HEATHER RUTZ 419-993-2094 • email@example.com
October 21, 2013
LIMA — Activate Allen County was at the YMCA Annex on Monday for a “focus-group discussion” about food deserts, with people who live in one.
They wanted to hear from low-income people who live in an area with barriers to fresh, quality food. But, in reality, they already had an answer about how annex residents felt about fresh food. The West Ohio Food Bank was dropping off produce on Monday and it was being tossed out on Tuesday.
It turns out, the men who live there don’t have a means to say, prepare a pineapple. And they don’t have knowledge of some kinds of food, such as eggplant. Activate Allen County, which this year is working on making healthy eating an easy choice, is responding to the issues with a few ideas and helps. The group has turned to the versatile, no-fuss slow cooker.
“Who cooks in the building?” chef Alisa McPheron asked the group of about 25 men. Just a couple of hands went up. And they were using the word “cooking” loosely. Heating up canned soup in a microwave, for example. Most everyone else said their meals came from soup kitchens, snacks and fast-food.
McPheron had two recipes to share: minestrone and corn chowder, both slow-cooker meals. The men could sample two pots already made, and they could help chop veggies used in the dishes. Activate Allen County also gave out donated slow cookers to men who pledged to volunteer time in the building to help pay for them.
Phillip Moore, a resident who cooks for himself as best he can, thought the annex didn’t allow slow cookers. It didn’t, but after Activate Allen County worked with the annex, the policy was changed. Moore took a cooker.
“I’m going to prepare a very slow simmering soup,” Moore said. “Something I can take my time to enjoy, and offer to people.”
In fact, other men were discussing organizing community slow-cooker meals — someone making a soup, with someone else making an apple crisp, to feed a floor.

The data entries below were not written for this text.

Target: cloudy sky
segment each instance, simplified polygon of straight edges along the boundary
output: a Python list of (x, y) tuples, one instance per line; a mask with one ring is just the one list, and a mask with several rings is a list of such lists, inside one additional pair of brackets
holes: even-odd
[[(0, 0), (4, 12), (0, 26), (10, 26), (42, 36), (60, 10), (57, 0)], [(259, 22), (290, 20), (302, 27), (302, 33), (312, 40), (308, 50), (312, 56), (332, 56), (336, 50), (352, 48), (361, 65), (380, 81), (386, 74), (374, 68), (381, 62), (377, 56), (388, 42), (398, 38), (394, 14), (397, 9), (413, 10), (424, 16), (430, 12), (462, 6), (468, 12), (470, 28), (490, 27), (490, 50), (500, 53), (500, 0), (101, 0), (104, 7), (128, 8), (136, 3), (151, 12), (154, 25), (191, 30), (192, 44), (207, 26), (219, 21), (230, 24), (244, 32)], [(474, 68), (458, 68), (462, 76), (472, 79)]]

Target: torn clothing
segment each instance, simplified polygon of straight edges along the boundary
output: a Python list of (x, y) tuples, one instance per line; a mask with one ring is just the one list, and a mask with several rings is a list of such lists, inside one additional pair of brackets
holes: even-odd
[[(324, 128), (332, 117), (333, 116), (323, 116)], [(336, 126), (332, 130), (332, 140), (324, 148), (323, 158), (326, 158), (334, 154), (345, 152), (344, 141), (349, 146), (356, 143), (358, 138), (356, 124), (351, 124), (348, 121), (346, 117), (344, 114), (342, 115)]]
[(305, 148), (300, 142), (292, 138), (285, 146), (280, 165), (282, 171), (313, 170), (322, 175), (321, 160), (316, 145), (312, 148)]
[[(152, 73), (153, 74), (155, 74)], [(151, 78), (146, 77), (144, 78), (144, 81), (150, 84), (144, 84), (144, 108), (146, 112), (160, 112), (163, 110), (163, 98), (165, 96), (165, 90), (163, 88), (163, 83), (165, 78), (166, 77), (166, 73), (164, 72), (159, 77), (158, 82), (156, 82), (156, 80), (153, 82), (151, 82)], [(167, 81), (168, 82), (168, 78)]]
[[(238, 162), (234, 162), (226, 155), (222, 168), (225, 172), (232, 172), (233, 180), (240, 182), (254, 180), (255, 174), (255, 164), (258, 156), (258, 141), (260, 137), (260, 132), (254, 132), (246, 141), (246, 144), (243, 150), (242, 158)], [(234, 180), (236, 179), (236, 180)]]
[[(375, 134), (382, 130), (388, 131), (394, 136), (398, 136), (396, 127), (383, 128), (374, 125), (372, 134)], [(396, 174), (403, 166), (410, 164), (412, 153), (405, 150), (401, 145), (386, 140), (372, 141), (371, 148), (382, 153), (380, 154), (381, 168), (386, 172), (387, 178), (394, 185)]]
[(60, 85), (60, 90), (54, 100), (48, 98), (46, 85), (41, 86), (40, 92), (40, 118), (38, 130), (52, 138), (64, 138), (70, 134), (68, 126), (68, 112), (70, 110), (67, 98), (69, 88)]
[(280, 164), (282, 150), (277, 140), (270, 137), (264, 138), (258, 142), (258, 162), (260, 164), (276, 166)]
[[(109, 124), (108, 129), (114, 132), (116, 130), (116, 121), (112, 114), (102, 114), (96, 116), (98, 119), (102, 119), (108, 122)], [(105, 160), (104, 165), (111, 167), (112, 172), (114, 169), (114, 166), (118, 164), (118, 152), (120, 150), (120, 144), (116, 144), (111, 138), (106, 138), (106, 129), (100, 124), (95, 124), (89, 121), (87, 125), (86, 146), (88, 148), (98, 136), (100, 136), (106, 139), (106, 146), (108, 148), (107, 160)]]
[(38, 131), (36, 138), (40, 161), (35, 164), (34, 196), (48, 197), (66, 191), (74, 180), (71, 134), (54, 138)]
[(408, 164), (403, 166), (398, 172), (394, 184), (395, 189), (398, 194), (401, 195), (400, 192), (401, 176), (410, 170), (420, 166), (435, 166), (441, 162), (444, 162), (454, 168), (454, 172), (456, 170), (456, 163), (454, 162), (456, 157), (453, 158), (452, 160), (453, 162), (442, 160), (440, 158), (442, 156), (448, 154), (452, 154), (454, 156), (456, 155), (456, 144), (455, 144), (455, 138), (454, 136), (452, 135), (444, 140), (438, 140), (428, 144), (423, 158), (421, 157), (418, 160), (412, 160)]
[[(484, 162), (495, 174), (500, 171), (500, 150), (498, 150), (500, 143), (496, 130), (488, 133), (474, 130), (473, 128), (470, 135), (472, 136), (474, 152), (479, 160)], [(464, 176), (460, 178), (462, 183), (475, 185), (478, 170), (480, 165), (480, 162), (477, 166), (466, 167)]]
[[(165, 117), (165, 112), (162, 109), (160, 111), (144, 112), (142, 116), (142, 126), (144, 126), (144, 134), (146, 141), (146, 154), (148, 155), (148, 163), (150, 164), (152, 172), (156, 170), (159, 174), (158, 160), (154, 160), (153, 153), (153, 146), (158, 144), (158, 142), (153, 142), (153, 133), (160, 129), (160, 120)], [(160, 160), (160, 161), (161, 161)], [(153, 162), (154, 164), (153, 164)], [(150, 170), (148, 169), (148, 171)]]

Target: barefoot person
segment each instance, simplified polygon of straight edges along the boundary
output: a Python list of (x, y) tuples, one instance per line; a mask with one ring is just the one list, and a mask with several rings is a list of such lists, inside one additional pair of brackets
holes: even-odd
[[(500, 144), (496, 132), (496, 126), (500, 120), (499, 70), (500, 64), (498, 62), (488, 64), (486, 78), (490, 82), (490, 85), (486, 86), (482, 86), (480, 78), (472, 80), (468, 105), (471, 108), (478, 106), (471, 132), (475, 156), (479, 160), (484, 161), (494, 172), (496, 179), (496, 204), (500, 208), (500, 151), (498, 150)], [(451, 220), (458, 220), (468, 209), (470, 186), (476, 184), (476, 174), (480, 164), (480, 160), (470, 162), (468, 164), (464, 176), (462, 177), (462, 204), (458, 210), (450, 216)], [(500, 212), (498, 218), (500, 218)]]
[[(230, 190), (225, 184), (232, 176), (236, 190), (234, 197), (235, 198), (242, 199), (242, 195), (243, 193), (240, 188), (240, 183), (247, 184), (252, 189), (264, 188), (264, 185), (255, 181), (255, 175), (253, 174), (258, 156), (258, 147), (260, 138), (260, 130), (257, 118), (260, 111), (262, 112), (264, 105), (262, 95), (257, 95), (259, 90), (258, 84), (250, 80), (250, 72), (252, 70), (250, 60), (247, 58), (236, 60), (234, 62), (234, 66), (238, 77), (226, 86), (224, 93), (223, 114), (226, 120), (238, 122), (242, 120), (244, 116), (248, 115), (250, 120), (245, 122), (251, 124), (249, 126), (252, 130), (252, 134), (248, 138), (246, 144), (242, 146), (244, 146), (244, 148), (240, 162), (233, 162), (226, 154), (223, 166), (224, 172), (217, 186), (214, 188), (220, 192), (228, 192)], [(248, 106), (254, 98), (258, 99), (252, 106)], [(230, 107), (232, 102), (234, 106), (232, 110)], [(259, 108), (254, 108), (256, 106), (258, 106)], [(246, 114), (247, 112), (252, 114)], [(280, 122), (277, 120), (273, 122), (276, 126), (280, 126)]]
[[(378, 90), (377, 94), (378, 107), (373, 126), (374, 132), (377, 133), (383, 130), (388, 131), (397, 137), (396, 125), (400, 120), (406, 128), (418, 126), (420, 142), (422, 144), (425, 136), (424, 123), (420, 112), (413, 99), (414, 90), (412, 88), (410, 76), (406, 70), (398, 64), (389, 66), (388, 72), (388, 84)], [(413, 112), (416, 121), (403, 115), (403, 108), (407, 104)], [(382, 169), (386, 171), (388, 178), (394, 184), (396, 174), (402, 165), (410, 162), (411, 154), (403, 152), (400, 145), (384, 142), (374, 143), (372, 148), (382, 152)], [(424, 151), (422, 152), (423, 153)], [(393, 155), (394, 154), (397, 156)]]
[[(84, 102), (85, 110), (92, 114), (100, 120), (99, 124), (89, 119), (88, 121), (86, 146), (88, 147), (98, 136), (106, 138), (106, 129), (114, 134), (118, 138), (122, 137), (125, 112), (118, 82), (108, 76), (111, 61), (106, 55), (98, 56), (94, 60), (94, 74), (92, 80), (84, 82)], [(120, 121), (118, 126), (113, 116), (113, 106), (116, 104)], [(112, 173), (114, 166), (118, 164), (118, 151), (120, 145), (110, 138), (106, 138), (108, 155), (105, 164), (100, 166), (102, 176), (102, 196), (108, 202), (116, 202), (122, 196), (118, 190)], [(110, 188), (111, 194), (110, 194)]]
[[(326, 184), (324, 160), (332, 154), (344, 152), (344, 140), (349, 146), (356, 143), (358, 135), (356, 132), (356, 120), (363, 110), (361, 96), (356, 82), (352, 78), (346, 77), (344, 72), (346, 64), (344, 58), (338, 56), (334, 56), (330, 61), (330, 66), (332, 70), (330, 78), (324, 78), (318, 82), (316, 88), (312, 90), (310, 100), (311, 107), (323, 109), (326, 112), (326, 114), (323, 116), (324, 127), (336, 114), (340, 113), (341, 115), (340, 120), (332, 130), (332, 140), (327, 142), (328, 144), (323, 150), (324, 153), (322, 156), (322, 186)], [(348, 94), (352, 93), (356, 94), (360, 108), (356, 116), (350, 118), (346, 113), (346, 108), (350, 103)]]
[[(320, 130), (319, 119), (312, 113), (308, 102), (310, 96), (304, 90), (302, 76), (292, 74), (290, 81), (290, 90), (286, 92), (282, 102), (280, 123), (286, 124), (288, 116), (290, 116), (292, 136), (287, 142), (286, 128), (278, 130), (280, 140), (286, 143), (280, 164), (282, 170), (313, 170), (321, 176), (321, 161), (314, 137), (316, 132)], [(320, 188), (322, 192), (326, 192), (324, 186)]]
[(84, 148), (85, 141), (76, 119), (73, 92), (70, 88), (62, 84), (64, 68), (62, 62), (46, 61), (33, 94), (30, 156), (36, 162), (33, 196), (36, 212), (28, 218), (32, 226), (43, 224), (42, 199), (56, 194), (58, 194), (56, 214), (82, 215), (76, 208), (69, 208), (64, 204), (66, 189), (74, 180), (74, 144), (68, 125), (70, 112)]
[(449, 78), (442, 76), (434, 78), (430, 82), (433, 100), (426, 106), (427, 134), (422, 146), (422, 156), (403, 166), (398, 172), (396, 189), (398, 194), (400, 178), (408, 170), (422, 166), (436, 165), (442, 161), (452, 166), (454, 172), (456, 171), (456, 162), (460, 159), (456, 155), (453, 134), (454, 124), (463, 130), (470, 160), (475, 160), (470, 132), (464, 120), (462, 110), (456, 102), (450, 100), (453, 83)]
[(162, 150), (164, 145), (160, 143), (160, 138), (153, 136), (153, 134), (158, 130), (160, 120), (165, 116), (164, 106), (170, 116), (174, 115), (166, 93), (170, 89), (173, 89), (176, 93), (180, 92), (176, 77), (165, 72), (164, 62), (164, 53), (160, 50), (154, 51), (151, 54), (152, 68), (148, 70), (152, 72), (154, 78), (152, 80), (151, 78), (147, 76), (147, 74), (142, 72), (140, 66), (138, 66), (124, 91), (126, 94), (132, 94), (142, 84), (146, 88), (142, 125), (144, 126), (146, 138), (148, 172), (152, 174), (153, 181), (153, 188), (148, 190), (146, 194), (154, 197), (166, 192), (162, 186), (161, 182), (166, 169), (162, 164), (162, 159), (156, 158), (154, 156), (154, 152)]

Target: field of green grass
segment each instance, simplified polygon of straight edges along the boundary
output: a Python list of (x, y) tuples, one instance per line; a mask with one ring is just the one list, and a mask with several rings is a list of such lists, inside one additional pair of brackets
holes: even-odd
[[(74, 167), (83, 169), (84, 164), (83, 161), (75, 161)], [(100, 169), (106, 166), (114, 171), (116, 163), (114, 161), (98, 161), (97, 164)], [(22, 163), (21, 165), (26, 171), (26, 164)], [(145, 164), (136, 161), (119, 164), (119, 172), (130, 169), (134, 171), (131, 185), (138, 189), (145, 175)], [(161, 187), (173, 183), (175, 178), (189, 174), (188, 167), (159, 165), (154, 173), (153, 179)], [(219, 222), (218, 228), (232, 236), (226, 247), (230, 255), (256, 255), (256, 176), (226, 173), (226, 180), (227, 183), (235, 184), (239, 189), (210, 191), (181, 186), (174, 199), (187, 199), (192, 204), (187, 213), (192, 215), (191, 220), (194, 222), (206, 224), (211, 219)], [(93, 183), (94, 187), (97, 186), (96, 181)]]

Activate Allen County is also knocking down another barrier. While residents still won’t have access to the kitchen, Denise Barnes, with the group, said the YMCA is giving access to Activate Allen County once a week. When produce is delivered, people will be there to prepare it for recipes.
Barnes also took some feedback on the mobile produce bus, a new project. One man said he didn’t like the apples on the bus, especially at this time of year. He was not inclined to bother for those shiny and waxy, but ill-tasting, apples when fall’s variety and bounty of other apples was available.
“Write it down,” Barnes told the man. “We’ve added all kinds of things to the bus after people told us what they wanted.”